ABSTRACT

When Japan formally annexed Korea in 1910, the Japanese settlers on the Korean Peninsula totaled over 170,000, forming one of the largest colonial communities in the world. Their sheer number, close to a million by the end of the colonial period in 1945, and their concentration in cities suggest that the Japanese penetration into Korea proceeded with an intensity of urban colonial encounter that bears some resemblance to the experience of pieds noirs in French Algeria. The Japanese colonial migration and settlement also had many similarities with the patterns of Western Europe in colonial Africa and elsewhere. Upon close scrutiny, however, differences between the Japanese and European settler colonial states seem more compelling. When compared to the Europeans in Algeria or the British in Kenya and in Southern Rhodesia in the early twentieth century, for instance, the Japanese settlers in Korea and in Taiwan had no analogous authority and influence over the colonial government. They certainly never gained or sought such control over the institutions of the colonial state as to fill the bulk of colonial bureaucracy, as the settlers in Algeria did by the 1920s, let alone declare independence from the metropolitan state, as the settlers in Southern Rhodesia later did.
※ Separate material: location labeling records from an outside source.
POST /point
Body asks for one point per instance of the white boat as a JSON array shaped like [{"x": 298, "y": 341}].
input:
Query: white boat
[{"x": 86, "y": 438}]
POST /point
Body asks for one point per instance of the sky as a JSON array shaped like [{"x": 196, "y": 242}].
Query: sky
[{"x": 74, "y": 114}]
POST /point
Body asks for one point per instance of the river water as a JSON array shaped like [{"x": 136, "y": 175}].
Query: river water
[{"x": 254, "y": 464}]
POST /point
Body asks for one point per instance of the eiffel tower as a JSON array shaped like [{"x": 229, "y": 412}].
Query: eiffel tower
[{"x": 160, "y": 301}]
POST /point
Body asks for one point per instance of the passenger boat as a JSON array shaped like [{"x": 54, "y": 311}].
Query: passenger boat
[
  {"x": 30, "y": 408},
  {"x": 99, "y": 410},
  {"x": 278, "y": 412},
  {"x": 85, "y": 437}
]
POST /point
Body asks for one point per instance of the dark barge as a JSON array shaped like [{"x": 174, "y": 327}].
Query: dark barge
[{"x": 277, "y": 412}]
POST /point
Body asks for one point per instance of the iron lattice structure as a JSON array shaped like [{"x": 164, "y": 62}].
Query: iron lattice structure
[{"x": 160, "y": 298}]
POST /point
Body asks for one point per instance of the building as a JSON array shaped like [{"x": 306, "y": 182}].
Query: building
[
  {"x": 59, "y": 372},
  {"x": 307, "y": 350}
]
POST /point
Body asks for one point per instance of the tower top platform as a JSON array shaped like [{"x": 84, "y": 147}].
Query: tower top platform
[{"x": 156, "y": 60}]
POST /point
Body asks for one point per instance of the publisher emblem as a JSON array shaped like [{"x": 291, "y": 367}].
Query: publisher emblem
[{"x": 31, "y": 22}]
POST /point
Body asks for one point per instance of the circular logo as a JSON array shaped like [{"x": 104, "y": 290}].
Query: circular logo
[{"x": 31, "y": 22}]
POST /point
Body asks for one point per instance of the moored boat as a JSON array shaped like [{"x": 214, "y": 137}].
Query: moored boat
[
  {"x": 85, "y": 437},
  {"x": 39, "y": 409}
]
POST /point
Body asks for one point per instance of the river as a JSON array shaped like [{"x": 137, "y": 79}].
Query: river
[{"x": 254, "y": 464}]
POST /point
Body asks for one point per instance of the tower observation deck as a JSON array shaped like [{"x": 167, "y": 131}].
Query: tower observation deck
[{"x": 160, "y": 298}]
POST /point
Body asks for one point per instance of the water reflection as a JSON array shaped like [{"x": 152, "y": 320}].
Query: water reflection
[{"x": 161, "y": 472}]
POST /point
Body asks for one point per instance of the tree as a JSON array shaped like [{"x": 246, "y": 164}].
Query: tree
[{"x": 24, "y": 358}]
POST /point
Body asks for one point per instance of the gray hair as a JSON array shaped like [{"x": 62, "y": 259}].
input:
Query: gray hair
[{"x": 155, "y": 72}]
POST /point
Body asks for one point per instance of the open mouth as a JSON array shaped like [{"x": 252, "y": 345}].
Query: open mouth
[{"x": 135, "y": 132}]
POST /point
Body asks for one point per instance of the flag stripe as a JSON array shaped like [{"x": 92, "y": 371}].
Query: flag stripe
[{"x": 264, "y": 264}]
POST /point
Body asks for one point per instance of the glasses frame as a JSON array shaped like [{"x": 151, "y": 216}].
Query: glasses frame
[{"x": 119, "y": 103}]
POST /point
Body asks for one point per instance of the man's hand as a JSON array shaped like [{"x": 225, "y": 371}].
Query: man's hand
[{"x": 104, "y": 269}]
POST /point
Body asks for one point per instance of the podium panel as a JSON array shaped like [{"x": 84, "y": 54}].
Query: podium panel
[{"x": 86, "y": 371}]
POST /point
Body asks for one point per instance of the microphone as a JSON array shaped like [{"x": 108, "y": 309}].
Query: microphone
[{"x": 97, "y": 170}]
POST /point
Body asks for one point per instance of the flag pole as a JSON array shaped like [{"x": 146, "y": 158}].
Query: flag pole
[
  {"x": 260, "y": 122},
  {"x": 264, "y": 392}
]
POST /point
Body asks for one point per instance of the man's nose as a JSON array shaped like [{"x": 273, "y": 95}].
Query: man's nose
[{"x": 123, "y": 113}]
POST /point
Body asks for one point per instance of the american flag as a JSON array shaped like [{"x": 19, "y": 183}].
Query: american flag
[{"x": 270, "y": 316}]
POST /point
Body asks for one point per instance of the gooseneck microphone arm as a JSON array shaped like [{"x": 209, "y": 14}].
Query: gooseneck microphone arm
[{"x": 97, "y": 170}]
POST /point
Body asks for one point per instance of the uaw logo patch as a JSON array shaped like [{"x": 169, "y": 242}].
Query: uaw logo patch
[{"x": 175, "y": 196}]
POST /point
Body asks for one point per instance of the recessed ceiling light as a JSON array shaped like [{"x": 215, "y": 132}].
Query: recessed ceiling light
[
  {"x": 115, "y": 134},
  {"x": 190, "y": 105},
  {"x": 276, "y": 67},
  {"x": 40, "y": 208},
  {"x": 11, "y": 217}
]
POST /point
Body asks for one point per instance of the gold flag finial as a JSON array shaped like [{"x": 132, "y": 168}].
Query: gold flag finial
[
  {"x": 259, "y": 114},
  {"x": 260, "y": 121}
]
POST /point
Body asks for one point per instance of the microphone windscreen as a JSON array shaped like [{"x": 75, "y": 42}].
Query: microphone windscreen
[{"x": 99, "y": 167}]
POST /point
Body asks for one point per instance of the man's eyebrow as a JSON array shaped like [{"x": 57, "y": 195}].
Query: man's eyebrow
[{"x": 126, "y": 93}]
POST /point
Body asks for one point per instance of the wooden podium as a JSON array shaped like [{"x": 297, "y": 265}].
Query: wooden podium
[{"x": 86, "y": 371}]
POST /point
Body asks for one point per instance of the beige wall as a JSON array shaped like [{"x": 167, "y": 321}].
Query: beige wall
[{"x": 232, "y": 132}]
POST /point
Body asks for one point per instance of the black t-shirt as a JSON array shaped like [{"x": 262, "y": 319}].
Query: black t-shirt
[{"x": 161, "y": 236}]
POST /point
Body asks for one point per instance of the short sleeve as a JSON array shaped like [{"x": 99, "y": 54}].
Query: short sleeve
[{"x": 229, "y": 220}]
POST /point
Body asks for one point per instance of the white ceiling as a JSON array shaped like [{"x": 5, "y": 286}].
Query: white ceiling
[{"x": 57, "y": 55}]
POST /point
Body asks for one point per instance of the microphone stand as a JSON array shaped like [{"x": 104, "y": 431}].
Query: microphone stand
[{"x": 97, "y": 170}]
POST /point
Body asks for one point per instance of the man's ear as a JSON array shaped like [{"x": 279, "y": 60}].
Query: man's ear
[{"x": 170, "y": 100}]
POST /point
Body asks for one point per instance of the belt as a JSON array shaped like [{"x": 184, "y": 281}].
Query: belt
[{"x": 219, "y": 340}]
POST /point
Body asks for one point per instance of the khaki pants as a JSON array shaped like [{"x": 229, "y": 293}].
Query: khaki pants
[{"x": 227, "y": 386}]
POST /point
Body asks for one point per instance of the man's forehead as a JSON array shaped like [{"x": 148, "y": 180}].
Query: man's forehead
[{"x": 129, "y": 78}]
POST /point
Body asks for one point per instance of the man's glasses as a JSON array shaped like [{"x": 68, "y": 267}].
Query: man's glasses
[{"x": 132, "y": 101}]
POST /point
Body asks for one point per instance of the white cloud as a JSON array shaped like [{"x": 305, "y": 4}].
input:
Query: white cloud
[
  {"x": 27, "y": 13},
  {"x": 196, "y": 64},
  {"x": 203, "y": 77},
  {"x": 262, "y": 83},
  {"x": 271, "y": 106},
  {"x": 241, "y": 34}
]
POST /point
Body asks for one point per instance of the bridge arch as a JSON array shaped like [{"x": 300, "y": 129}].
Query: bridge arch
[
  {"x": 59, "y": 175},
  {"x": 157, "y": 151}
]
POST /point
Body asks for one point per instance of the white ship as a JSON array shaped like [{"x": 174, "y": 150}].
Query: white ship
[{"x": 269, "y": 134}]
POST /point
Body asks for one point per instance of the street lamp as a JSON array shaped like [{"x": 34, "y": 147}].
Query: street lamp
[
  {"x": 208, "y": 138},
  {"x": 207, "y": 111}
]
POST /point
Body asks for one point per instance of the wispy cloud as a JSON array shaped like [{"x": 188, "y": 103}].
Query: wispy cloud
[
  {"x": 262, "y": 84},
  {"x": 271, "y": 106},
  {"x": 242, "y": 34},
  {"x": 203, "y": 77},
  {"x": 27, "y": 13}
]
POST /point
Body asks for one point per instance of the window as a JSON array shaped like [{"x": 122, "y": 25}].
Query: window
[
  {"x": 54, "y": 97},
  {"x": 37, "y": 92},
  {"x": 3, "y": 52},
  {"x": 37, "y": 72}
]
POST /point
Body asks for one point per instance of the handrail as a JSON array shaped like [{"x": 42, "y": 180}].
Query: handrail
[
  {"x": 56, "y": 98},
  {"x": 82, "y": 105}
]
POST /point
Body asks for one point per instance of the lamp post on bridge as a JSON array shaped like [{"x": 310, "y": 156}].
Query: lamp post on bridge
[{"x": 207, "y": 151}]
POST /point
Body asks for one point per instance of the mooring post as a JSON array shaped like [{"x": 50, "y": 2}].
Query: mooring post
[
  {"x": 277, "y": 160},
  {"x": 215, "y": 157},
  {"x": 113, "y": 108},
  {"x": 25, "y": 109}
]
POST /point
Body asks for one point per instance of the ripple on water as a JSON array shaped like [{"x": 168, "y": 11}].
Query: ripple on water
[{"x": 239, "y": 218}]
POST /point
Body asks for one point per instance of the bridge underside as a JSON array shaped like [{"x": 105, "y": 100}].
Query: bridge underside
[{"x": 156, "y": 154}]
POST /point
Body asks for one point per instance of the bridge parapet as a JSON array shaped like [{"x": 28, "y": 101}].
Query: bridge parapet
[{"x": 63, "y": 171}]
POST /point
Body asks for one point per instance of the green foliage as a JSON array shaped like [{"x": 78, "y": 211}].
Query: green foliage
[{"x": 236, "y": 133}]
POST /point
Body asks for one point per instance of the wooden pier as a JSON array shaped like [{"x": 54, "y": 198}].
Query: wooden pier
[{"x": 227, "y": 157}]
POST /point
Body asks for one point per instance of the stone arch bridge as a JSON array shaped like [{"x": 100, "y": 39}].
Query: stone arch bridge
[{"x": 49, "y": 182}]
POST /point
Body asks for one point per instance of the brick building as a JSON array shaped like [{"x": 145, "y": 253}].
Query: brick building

True, the settlers in colonial Korea dominated the local councils that were empowered with legislative authority in 1930. But when compared to the representative or legislative councils of the settler states in colonial Africa, they had a semblance of authority at best. This may come as no surprise to us, given the relative brevity of Japanese colonial rule, the heavy presence of bureaucrats in the colonies, and the centralizing tendencies of colonial administration (its excessive concern about security and appetite for control), to list a few of the distinguishing features of Japanese colonialism, but it bears mention and analysis nonetheless.